In the neural tube sections of E10.5 embryos, proliferating progenitor cells are labeled with BrdU, which is detected by immunostaining with a BrdU antibody. Nuclei are marked with DAPI. BrdU incorporation is absent in the ventral-most region of Shh^−/− neural tube (D–F) as compared that in wt (A–C), but present in the Gli2^P1-4/P1-4 (G–I) and Gli2^P1-4/P1-4;Shh^−/− neural tube (J–L). Enlargement of framed areas is shown to the right. BrdU+ cell numbers (about 30) in framed areas of C, I, and L are very similar.

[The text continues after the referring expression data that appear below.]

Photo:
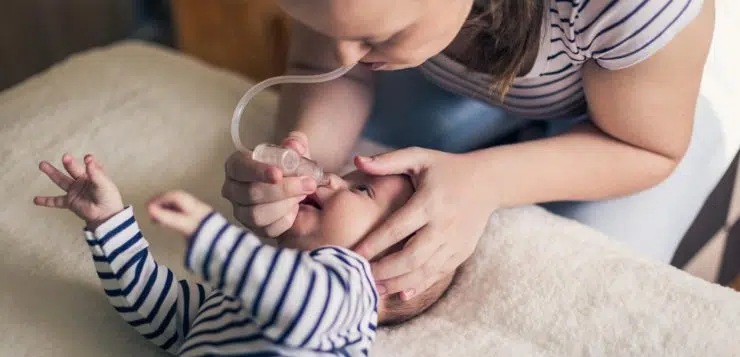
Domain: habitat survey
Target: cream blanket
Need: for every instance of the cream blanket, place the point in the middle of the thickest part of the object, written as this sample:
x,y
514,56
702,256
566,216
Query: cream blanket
x,y
538,285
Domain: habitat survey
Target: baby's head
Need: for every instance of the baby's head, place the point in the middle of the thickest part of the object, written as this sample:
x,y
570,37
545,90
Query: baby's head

Figure 6. Abnormal neural tube patterning in the Gli2^P1-4 mutant

Cross-sections of E10.5 mouse embryos at the forelimb position were stained with antibodies to the proteins shown above the panels. The genotypes are indicated to the left. Note that the expression domains for Foxa2, Shh, and Nkx2.2 (the FP and V3 interneurons, respectively), Olig2 (MN progenitors), Isl1 and MNR2 (MNs), and Lhx3, En1, and Evx1 (V2, V1, and V0 interneurons, respectively) are expanded in Gli2^P1-4/P1-4 spinal cord, though to the different extent. Pax6 and Pax7 expression is more dorsally restricted in the mutant as measured by the white lines with the same length.

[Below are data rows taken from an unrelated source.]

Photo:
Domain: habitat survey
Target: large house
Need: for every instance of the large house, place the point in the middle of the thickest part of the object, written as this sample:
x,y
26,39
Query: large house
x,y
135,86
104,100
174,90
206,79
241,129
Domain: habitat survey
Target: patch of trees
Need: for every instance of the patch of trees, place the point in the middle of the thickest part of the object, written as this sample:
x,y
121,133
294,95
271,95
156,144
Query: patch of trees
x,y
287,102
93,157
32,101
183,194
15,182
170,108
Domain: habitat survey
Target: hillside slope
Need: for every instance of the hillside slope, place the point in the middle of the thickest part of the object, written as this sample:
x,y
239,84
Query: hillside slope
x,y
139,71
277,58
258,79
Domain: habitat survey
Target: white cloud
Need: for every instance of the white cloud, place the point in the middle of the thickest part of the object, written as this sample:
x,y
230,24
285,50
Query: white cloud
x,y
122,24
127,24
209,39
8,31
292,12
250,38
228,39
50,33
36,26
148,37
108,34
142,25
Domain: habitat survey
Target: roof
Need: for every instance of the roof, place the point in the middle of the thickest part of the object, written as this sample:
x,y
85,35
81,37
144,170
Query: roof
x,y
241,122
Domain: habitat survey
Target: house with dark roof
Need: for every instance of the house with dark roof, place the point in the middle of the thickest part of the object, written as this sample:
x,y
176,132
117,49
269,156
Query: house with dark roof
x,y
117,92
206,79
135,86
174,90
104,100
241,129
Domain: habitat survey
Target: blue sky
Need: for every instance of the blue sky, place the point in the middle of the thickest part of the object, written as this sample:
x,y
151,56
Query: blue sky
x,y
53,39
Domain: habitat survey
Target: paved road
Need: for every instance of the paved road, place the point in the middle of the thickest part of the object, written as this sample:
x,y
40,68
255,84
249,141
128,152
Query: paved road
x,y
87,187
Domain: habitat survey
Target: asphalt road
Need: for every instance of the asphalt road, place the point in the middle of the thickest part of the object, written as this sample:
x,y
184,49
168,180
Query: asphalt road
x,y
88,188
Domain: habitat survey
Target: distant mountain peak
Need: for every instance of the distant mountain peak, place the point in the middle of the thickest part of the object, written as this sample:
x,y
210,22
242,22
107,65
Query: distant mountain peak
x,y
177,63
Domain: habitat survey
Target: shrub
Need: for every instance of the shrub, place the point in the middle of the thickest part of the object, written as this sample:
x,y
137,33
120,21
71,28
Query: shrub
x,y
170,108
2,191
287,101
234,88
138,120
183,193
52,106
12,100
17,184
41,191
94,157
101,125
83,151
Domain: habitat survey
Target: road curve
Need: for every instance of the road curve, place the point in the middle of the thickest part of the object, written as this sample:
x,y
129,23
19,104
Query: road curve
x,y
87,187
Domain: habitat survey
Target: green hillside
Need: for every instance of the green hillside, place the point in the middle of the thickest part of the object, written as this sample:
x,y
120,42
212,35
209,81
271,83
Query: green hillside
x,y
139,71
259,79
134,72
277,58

Figure 7. The specification of MNs and V0-V2 interneurons is restored in the Gli2^P1-4;Shh double mutant

Cross-sections of E10.5 mouse embryos at the forelimb position were stained with antibodies to the proteins shown above the panels. The genotypes are indicated to the left. Note that the FP and V3 interneurons (Foxa2 and Nkx2.2 expressing cells)(A, B, E, and F) are not specified in Gli2^P1-4/P1-4;Shh^−/− embryos. However, MNs (Olig2, Isl, and MNR2 positive cells) and V2-V0 interneurons (Lhx3, En1, and Evx1 positive cells, respectively) are generated, though mispatterned (compare F–H to B–D and I–J to M–N). Similarly, the normal pattern of Pax6 and Pax7 expression is also restored (compare O–P to K–L and Fig. 6).

Figure 8. Gli2P-4 protein is more stable than wt Gli2

(A) Western and Northern blot analyses showing that the level of full-length Gli2 protein and RNA in wt and Gli2^P1-4 mutant embryos (E10.5). (B) Immunoblots showing the half-life of Gli2^P1-4 and wt Gli2 protein in the MEFs. Cycloheximide (CHX) was used to inhibit protein synthesis. (C) Immunoblot showing that wt Gli2 migrated more slowly than Gli2^P1-4 protein, when cells were treated with forskolin (FSK) overnight. Graphs show quantification of the results, and tubulin and actin are loading controls.

Figure 9. The Gli2 repressor effectively antagonizes the Gli2P1-4 activity

(A–T) Neural tubes of HH stage 12–14 chick embryos were electroporated with GFP and constructs indicated to the left (500 ng for Gli2 and Gli2P1-4, but 20 ng for Gli2-1-676). Following the 48-hr incubation, neural tube sections were prepared and stained with the antibodies shown above the panels. Neural markers that are ectopically activated or suppressed are indicated by brackets or arrowheads. The lateral sides of the neural tubes electroporated are orientated to the right and shown by the double staining of markers and GFP (smaller panels). (U) Immunoblotting analysis of Gli2 protein in embryos un- or co-electroporated with Gli2P1-4 (500 ng) and Gli2-1-676 (20 ng). Upper and lower panels are from the same blot and lanes. Graph in the right shows the quantification of the Gli2 proteins. The right panel shows that levels of Gli2 and Gli3P1-4 expression are comparable.